I also tried to set all the environment variables in the docker files before building them.
I also tried to replace my local IP address with the docker IP that represents the container I want to pass, in my case it is 172.19.0.2 I have the feeling I'm real close to the solution but I was hoping you could help me out a bit.
I also noticed that (in docker-entrypoint.sh), in case the webserver == NGINX, the WEBSERVER_ARGUMENTS is empty :
if [ $WEBSERVER = "Apache" ]; then
if [ ! -z $PROXY ]; then
if [ $PROXY -eq 1 ]; then
WEBSERVER_ARGUMENTS='-D crs_proxy'
if [ -z "$UPSTREAM" ]; then
export UPSTREAM=$(/sbin/ip route | grep ^default | perl -pe 's/^.*?via ([\d.]+).*/$1/g'):81
fi
fi
fi
elif [ $WEBSERVER = "Nginx" ]; then
WEBSERVER_ARGUMENTS=''
fi
I was wondering if this could be the problem.
Sorry for the long post and thanks a lot in advance.
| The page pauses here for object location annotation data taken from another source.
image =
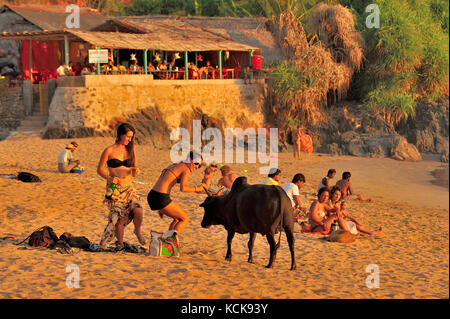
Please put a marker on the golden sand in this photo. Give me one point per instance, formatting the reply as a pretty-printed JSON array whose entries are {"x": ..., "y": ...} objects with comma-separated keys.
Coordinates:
[{"x": 412, "y": 255}]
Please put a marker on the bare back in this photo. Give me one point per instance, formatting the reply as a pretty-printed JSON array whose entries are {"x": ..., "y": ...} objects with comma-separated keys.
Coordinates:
[
  {"x": 123, "y": 173},
  {"x": 170, "y": 176}
]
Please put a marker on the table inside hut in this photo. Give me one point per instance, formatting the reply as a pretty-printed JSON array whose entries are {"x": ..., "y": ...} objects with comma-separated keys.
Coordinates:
[
  {"x": 226, "y": 73},
  {"x": 168, "y": 74}
]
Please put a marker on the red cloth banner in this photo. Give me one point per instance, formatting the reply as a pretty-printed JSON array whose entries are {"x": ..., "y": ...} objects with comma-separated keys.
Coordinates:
[{"x": 44, "y": 62}]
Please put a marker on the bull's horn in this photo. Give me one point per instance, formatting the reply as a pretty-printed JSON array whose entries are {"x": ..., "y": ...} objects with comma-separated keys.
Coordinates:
[{"x": 207, "y": 191}]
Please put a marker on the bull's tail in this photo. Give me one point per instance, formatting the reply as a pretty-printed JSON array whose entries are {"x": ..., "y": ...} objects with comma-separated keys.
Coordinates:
[{"x": 280, "y": 225}]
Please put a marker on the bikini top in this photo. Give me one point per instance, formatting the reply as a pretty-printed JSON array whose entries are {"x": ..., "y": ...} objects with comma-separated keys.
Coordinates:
[
  {"x": 168, "y": 169},
  {"x": 114, "y": 162}
]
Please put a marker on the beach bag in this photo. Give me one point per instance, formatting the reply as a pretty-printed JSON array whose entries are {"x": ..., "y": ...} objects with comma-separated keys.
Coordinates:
[
  {"x": 306, "y": 143},
  {"x": 164, "y": 244},
  {"x": 28, "y": 177},
  {"x": 341, "y": 236},
  {"x": 43, "y": 237}
]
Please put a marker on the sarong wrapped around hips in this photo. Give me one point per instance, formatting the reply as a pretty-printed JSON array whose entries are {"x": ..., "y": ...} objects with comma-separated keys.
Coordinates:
[{"x": 120, "y": 203}]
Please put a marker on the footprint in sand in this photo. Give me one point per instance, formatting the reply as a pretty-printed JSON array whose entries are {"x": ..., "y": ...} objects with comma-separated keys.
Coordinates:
[{"x": 176, "y": 271}]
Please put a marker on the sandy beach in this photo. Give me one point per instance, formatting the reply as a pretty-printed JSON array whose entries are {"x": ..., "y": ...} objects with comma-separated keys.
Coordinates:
[{"x": 409, "y": 201}]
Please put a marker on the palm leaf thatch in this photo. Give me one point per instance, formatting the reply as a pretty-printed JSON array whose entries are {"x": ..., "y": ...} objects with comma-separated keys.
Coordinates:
[
  {"x": 321, "y": 67},
  {"x": 335, "y": 26}
]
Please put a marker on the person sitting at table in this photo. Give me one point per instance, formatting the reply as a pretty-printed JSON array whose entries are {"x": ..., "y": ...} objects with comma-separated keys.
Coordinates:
[
  {"x": 163, "y": 65},
  {"x": 247, "y": 75},
  {"x": 194, "y": 71},
  {"x": 134, "y": 68},
  {"x": 156, "y": 60},
  {"x": 76, "y": 67}
]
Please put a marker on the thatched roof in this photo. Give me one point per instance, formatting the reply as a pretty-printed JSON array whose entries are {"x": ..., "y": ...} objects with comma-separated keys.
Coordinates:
[
  {"x": 119, "y": 40},
  {"x": 251, "y": 32},
  {"x": 53, "y": 18}
]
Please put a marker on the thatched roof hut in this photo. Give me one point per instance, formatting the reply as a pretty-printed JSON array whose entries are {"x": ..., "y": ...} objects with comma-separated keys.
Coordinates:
[{"x": 251, "y": 32}]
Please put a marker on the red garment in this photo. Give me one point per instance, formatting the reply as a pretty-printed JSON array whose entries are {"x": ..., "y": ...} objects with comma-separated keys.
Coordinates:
[
  {"x": 77, "y": 70},
  {"x": 306, "y": 143},
  {"x": 43, "y": 59}
]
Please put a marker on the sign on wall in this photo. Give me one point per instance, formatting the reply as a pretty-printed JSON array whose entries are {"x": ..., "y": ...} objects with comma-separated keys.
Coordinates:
[{"x": 98, "y": 56}]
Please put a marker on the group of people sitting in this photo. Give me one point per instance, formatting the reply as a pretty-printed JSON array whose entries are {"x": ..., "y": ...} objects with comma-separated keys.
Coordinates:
[
  {"x": 326, "y": 209},
  {"x": 118, "y": 165}
]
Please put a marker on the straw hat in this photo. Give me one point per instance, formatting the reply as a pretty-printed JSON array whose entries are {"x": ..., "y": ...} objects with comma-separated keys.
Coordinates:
[{"x": 72, "y": 146}]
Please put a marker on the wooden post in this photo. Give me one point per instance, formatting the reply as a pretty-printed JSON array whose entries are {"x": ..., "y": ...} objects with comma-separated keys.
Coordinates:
[
  {"x": 66, "y": 50},
  {"x": 145, "y": 61},
  {"x": 98, "y": 64},
  {"x": 30, "y": 60},
  {"x": 186, "y": 71},
  {"x": 220, "y": 64}
]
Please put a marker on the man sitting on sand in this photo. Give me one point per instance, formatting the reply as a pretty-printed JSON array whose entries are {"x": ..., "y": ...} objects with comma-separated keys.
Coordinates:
[
  {"x": 273, "y": 178},
  {"x": 66, "y": 163},
  {"x": 321, "y": 215},
  {"x": 351, "y": 225},
  {"x": 292, "y": 189},
  {"x": 207, "y": 178},
  {"x": 325, "y": 182},
  {"x": 347, "y": 189},
  {"x": 227, "y": 179}
]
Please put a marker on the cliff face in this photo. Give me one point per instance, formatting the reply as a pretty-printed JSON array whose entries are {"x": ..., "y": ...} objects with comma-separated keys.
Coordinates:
[{"x": 95, "y": 104}]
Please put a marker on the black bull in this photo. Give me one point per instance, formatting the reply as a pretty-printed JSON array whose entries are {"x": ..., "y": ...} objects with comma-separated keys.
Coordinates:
[{"x": 252, "y": 209}]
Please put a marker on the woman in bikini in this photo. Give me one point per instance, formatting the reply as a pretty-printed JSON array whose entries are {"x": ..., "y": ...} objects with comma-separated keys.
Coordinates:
[
  {"x": 159, "y": 197},
  {"x": 121, "y": 197},
  {"x": 321, "y": 215},
  {"x": 335, "y": 196},
  {"x": 297, "y": 139}
]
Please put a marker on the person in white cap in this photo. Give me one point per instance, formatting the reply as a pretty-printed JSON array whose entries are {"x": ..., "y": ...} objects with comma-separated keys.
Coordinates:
[
  {"x": 273, "y": 178},
  {"x": 66, "y": 162}
]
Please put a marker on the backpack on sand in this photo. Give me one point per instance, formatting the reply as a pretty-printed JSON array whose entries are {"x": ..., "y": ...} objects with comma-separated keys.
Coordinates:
[
  {"x": 42, "y": 237},
  {"x": 28, "y": 177}
]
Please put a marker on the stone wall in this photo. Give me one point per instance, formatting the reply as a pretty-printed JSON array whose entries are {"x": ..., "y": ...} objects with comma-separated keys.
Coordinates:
[
  {"x": 10, "y": 50},
  {"x": 94, "y": 104}
]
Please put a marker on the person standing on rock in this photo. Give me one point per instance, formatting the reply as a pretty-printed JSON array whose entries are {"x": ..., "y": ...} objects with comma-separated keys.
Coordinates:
[
  {"x": 66, "y": 162},
  {"x": 347, "y": 188}
]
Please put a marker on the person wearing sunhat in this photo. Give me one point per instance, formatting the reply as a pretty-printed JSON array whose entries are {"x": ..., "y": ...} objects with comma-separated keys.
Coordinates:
[
  {"x": 66, "y": 162},
  {"x": 273, "y": 178}
]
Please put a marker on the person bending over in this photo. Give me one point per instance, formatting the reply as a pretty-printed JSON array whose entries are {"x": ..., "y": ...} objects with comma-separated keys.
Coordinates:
[
  {"x": 66, "y": 162},
  {"x": 347, "y": 189},
  {"x": 121, "y": 197},
  {"x": 351, "y": 225}
]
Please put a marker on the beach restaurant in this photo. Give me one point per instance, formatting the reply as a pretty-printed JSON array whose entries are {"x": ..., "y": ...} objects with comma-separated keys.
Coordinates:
[{"x": 177, "y": 54}]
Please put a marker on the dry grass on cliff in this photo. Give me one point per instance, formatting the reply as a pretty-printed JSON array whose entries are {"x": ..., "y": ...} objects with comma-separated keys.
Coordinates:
[{"x": 324, "y": 64}]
Yours sincerely, Pieter Lems
Dear @franbuehler
After a lot of trying I managed to get it working without the crs rules.
When rebuilding the base image I had to set the proxy location as well:
docker build --build-arg SETPROXY=True --build-arg PROXYLOCATION=192.168.0.55:8000 -t my-modsec-nginx3
Then follow the same procedure as mentioned above:
cd ..
git clone https://github.com/SpiderLabs/owasp-modsecurity-crs.git
cd owasp-modsecurity-crs/
cd util/docker/
vim Dockerfile-3.0-nginx <- set your built image to my-modsec-nginx3
docker build -t my-modsec-crs-nginx3 -f Dockerfile-3.0-nginx .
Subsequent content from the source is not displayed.